One of her members during their version of interminable announcements introduced herself as the Chair of the Compost Committee. She gave a long disquisition on the way to separate the food after next week’s Thanksgiving meal and how not to put bones in the blue can or paper in the red one. When Eilleen finally interrupted her, she said, sorry I have to continue. This is important. The chair of the compost committee was abusing 500 people’s time and she probably also understood what Erica Jong said about risk. “The trouble is, a refusal to risk is to risk even more. If you don’t risk anything, you risk even more.” Plus somebody might put tin foil in with the leftover salad. It’s really hard to fight an enemy who has outposts in your head. Realists are committed to being right about reality. Mystics have often lost too much touch with reality to be right about it.

While out there I stayed with one of my oldest and dearest friends. At age 77, she is no longer herself. She has a beautiful house with a beautiful patio in a sunny world, facing a banana and a pomegranate tree. Geraniums were in bloom as were amaryllis. She moved out a year and a half ago but has refused to move in. Her boxes of stale energy were still on the patio, that patio where no one could sit, because it was holding the past. When her husband and I finally unpacked the boxes, with her permission, late on Saturday night, we discovered that in them were her mother’s possessions. An old ermine coat, rumpled and moth eaten. A child’s tea set. Forty doilies, the kind that would never work in California.
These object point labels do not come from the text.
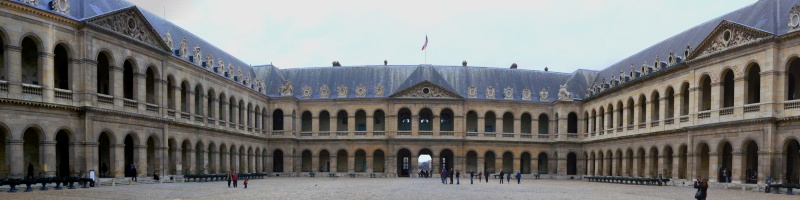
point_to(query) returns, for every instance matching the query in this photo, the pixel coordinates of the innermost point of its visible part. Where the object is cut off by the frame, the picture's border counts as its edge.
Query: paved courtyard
(392, 188)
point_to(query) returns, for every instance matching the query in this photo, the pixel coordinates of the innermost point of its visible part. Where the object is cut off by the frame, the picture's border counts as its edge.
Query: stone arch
(62, 54)
(30, 59)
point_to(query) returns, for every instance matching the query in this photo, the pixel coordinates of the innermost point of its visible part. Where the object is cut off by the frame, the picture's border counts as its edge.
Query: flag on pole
(426, 43)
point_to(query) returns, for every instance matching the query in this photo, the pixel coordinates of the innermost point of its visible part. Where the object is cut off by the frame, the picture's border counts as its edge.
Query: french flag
(426, 43)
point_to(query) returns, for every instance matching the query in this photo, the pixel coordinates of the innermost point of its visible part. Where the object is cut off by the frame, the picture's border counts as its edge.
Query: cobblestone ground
(392, 188)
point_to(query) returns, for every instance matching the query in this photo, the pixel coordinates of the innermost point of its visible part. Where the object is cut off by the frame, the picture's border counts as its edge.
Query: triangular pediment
(425, 90)
(130, 22)
(728, 35)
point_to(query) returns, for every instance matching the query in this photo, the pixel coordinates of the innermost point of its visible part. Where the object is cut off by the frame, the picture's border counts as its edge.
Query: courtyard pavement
(389, 188)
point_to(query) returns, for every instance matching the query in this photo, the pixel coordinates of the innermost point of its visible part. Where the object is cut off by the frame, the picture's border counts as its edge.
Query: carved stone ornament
(198, 56)
(184, 49)
(60, 6)
(209, 61)
(490, 92)
(221, 66)
(729, 37)
(341, 91)
(286, 89)
(306, 92)
(379, 90)
(361, 91)
(32, 2)
(508, 93)
(426, 90)
(526, 94)
(231, 70)
(794, 19)
(472, 92)
(544, 94)
(130, 23)
(168, 39)
(324, 92)
(563, 94)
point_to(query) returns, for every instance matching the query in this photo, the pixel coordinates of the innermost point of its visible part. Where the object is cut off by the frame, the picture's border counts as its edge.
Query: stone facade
(731, 105)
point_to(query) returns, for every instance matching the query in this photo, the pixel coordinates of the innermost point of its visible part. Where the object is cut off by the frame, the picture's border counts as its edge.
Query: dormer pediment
(425, 90)
(130, 23)
(728, 35)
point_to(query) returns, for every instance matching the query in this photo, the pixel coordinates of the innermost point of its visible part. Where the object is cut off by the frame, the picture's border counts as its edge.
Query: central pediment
(425, 90)
(130, 23)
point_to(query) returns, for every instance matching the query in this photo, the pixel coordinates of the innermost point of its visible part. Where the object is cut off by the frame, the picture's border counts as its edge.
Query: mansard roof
(396, 78)
(769, 16)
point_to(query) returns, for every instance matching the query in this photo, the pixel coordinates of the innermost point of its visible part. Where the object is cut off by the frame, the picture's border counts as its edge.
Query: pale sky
(563, 35)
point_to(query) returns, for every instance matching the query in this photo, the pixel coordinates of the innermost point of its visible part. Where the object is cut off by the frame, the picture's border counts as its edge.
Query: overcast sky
(563, 35)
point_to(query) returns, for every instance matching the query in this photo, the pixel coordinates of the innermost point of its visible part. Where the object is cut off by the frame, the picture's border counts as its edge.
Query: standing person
(30, 170)
(458, 177)
(471, 175)
(229, 178)
(486, 174)
(702, 188)
(133, 173)
(501, 176)
(452, 172)
(235, 179)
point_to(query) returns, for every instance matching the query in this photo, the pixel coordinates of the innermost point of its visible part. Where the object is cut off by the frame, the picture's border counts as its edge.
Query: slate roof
(768, 15)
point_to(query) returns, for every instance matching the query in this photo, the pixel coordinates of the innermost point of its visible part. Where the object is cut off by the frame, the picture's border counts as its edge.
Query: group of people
(233, 177)
(445, 174)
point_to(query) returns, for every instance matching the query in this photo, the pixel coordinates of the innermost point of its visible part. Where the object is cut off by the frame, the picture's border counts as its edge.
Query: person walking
(458, 177)
(471, 175)
(133, 173)
(235, 179)
(501, 176)
(229, 178)
(486, 174)
(30, 170)
(452, 172)
(702, 188)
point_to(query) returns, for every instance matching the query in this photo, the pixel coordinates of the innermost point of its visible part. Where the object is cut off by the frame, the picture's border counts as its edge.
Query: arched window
(490, 121)
(404, 120)
(30, 62)
(685, 99)
(793, 79)
(526, 121)
(103, 75)
(705, 93)
(572, 123)
(753, 84)
(654, 113)
(150, 86)
(61, 68)
(642, 109)
(446, 120)
(727, 88)
(306, 123)
(670, 98)
(508, 123)
(544, 124)
(277, 120)
(128, 81)
(425, 120)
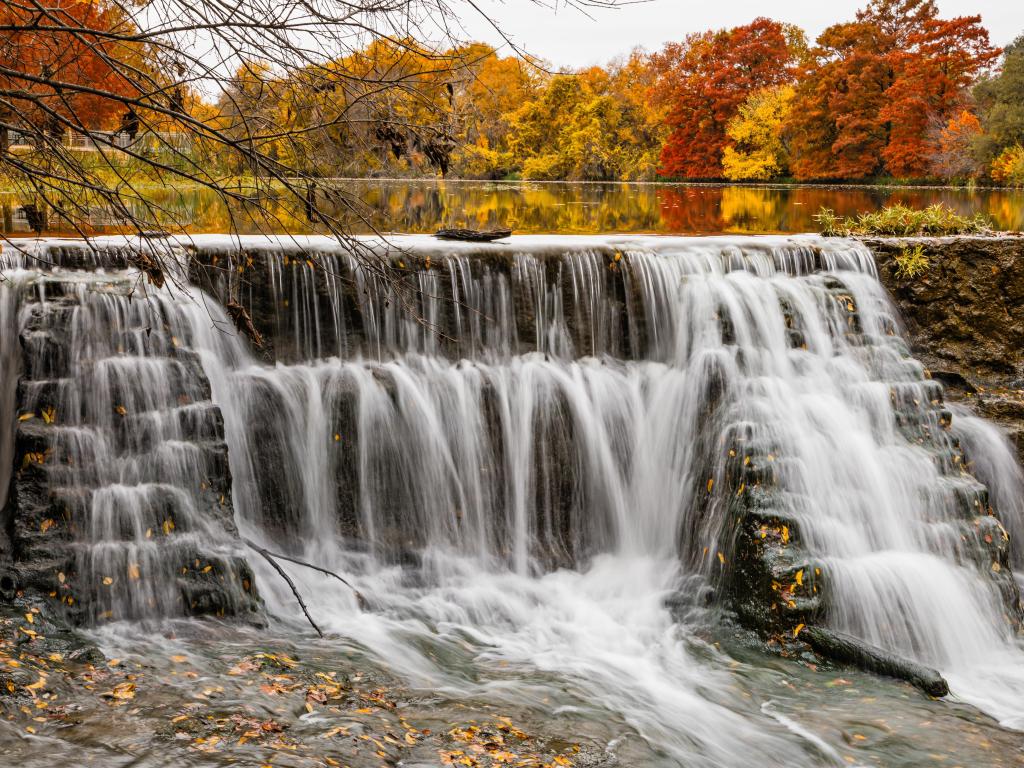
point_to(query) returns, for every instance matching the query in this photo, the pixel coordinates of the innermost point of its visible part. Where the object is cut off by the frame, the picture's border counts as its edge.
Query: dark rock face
(965, 318)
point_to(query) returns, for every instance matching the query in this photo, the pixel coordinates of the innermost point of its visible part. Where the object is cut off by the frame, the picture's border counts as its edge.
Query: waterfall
(535, 456)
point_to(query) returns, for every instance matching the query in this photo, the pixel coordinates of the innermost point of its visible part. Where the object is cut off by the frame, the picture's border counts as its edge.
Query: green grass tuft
(910, 262)
(901, 221)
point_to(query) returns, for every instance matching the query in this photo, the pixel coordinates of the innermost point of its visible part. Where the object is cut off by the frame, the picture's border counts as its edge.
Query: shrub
(911, 261)
(901, 221)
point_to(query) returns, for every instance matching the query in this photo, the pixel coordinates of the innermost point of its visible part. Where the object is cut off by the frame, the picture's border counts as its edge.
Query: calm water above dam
(424, 206)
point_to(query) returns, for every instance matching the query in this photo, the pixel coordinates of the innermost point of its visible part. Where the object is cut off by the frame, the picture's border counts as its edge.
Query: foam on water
(523, 514)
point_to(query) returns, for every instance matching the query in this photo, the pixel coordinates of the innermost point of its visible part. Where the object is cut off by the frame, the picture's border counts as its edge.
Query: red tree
(941, 59)
(873, 87)
(48, 51)
(704, 80)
Mystics don’t just imagine new heavens and new earths, or tattoo themselves, or jump over fences. Mystics also have a way of hanging on, often way too long, to deep-boxed meanings from the past.
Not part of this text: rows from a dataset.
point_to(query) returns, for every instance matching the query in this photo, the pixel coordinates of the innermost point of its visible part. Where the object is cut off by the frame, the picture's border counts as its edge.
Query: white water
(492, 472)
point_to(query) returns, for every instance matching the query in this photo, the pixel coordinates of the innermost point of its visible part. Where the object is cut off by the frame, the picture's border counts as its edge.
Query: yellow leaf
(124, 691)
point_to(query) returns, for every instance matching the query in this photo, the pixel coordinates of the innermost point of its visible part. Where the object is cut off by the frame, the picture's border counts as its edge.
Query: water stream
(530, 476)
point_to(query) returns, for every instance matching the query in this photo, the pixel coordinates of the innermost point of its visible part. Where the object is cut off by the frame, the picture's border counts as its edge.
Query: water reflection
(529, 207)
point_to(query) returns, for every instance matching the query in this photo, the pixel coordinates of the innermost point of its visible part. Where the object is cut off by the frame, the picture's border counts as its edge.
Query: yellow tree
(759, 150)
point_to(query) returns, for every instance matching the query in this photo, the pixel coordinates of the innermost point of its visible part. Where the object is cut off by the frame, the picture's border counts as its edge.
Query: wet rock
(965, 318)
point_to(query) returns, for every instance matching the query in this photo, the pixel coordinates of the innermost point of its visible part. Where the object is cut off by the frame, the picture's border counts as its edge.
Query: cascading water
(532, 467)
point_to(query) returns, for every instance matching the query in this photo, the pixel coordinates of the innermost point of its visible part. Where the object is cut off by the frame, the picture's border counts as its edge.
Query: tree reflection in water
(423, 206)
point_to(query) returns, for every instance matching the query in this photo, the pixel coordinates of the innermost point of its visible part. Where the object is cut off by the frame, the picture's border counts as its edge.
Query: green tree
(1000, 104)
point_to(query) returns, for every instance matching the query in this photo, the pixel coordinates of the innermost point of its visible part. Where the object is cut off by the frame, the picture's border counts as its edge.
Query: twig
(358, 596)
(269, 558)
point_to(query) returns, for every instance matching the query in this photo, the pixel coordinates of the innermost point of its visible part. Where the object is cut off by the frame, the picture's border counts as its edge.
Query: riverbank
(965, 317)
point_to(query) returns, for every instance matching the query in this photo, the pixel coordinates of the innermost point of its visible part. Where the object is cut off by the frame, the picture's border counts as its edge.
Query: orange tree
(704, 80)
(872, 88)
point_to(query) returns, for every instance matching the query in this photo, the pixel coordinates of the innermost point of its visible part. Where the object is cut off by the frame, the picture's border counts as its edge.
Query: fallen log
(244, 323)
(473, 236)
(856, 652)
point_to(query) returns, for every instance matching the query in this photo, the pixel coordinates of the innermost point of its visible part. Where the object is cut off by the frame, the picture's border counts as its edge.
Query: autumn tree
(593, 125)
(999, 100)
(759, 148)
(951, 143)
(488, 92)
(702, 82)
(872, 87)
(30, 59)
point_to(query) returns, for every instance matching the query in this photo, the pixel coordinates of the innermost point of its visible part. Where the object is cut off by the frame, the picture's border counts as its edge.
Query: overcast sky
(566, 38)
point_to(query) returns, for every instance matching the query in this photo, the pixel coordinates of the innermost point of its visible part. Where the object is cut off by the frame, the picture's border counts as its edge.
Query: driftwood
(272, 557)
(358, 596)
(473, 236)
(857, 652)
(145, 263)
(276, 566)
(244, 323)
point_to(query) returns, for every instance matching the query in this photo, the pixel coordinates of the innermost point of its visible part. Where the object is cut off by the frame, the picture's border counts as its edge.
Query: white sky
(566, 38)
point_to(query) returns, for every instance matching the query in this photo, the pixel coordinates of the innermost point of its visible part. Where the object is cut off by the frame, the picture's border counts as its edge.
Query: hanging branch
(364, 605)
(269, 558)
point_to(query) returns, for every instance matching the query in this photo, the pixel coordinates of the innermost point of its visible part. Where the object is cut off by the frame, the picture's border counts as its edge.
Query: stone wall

In the same way that Flannery O’Connor said she thought her prayers were phony, many mystics have a finely tuned ear for what is off key. What doesn’t ping. Some people some times just don’t want to go on without their mother with them. SO they stop.
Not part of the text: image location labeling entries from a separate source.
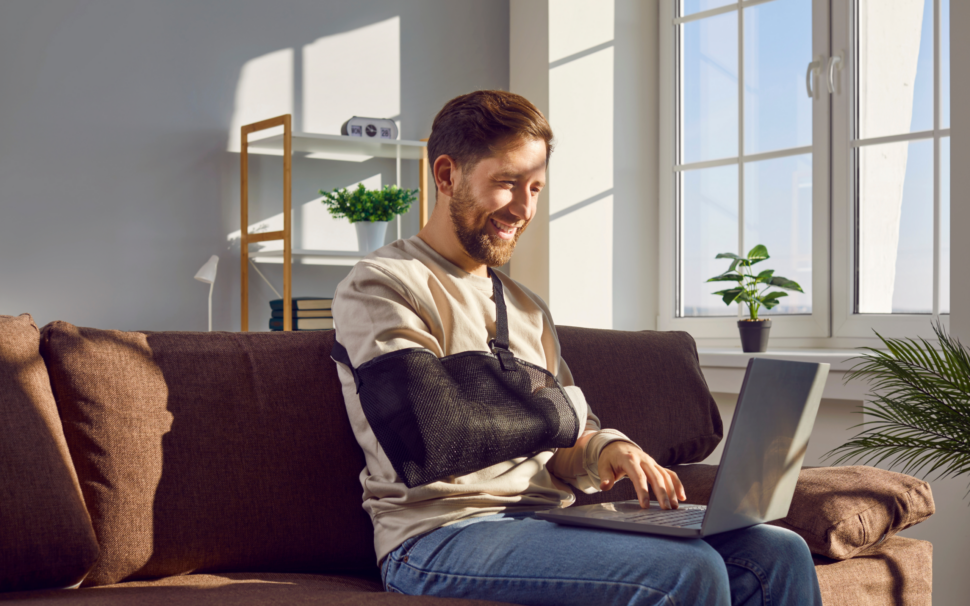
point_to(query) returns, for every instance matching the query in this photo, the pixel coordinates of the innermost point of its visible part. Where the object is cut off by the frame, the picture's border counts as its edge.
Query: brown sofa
(221, 468)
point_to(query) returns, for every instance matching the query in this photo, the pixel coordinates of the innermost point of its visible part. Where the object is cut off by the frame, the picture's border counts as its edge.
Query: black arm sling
(442, 417)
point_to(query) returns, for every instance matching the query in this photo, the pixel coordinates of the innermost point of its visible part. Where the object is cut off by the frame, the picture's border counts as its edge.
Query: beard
(471, 227)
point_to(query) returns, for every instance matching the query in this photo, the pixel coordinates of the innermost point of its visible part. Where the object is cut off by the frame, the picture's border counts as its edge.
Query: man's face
(494, 201)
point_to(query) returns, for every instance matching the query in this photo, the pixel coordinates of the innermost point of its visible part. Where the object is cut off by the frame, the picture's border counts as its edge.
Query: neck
(439, 234)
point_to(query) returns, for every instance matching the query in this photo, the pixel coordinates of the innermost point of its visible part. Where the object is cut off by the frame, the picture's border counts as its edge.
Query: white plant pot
(370, 235)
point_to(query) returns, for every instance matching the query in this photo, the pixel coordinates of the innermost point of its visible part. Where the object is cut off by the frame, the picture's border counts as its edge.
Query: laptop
(756, 479)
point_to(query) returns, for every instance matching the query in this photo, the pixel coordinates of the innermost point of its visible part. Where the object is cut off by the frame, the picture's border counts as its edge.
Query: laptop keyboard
(678, 518)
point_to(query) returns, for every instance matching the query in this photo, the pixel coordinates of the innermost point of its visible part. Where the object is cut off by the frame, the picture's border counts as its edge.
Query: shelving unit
(325, 147)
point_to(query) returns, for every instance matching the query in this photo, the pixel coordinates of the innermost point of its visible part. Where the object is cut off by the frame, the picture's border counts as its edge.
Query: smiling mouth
(504, 231)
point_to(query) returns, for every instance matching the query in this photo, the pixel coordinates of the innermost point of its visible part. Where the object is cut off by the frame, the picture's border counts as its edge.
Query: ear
(445, 172)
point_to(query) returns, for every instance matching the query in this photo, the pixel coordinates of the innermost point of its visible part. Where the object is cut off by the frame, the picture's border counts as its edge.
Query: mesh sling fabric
(441, 417)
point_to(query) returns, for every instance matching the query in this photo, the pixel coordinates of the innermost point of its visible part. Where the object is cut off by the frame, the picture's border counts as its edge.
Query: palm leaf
(918, 409)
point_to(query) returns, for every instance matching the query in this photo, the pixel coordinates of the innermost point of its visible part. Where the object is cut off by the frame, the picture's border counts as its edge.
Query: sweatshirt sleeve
(375, 313)
(579, 465)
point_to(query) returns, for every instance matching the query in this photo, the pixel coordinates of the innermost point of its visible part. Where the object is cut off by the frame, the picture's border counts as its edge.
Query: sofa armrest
(839, 511)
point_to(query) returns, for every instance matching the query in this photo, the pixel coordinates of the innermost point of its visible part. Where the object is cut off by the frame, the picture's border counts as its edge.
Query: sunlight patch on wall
(581, 104)
(264, 90)
(355, 73)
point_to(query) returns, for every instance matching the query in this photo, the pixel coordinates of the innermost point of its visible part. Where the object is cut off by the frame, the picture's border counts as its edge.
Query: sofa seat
(236, 589)
(897, 571)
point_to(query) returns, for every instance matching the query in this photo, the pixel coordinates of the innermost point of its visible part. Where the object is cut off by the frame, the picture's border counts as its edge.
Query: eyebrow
(506, 175)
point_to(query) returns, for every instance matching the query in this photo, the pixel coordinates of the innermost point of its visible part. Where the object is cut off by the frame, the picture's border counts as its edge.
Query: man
(474, 536)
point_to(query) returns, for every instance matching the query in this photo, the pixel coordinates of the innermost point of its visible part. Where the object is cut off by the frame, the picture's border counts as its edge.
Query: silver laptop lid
(766, 444)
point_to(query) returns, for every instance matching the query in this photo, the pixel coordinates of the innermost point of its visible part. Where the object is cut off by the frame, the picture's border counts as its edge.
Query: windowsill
(724, 368)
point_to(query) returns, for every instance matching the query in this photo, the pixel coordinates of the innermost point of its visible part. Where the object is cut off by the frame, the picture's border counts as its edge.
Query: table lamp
(207, 274)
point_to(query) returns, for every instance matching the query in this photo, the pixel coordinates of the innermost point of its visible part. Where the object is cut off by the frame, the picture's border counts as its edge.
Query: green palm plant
(918, 407)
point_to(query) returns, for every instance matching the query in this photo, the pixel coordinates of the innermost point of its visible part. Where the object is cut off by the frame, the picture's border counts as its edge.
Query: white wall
(591, 250)
(115, 179)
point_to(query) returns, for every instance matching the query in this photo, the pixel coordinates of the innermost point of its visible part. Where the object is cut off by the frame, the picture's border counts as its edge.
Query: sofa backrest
(648, 385)
(46, 537)
(210, 451)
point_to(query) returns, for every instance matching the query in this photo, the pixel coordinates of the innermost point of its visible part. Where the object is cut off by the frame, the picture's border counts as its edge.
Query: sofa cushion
(648, 385)
(46, 538)
(242, 589)
(210, 451)
(839, 511)
(898, 571)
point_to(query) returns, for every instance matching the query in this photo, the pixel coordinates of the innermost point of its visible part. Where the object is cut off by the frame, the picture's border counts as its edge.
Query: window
(744, 156)
(891, 167)
(832, 152)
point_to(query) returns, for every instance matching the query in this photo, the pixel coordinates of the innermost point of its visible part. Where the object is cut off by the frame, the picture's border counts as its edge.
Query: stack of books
(309, 313)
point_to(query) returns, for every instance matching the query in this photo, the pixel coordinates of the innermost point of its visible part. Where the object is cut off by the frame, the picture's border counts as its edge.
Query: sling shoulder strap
(499, 345)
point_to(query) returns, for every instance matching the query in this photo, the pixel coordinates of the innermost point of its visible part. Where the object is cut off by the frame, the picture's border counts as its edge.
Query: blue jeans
(519, 559)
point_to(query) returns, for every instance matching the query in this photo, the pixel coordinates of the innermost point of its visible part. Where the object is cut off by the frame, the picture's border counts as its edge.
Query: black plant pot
(754, 335)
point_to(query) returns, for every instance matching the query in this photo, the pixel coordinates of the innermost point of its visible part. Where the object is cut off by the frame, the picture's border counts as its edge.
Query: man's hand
(621, 459)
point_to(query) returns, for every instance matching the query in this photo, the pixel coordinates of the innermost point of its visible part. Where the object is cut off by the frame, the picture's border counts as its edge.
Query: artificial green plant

Gabriel Garcia Marquez warns us that “What matters in life is not what happens to you but what you remember and how you remember it.” I don’t know how you will remember this series. I don’t much care either. I do care about which story you let claim you. Whether it is a flat one, a stale on, or one that gives you bounce and wings and ferocity. Adventures in life may be good teachers. Surely both mystics and realists learn to learn. But Experience is the truth that finally overtakes you. That truth may be that you don’t want to go on or that you want the compost sorted properly, damn it, right now. Because otherwise you just can’t bear typhoons any longer. I recommend that you tell your realist, no matter how anarchistic he or she may be, to pick a story and stick with it. I recommend that you let your mystic jump over one fence after another, just to see what is on the other side. In these ways you will surely lean into a new heaven and a new earth.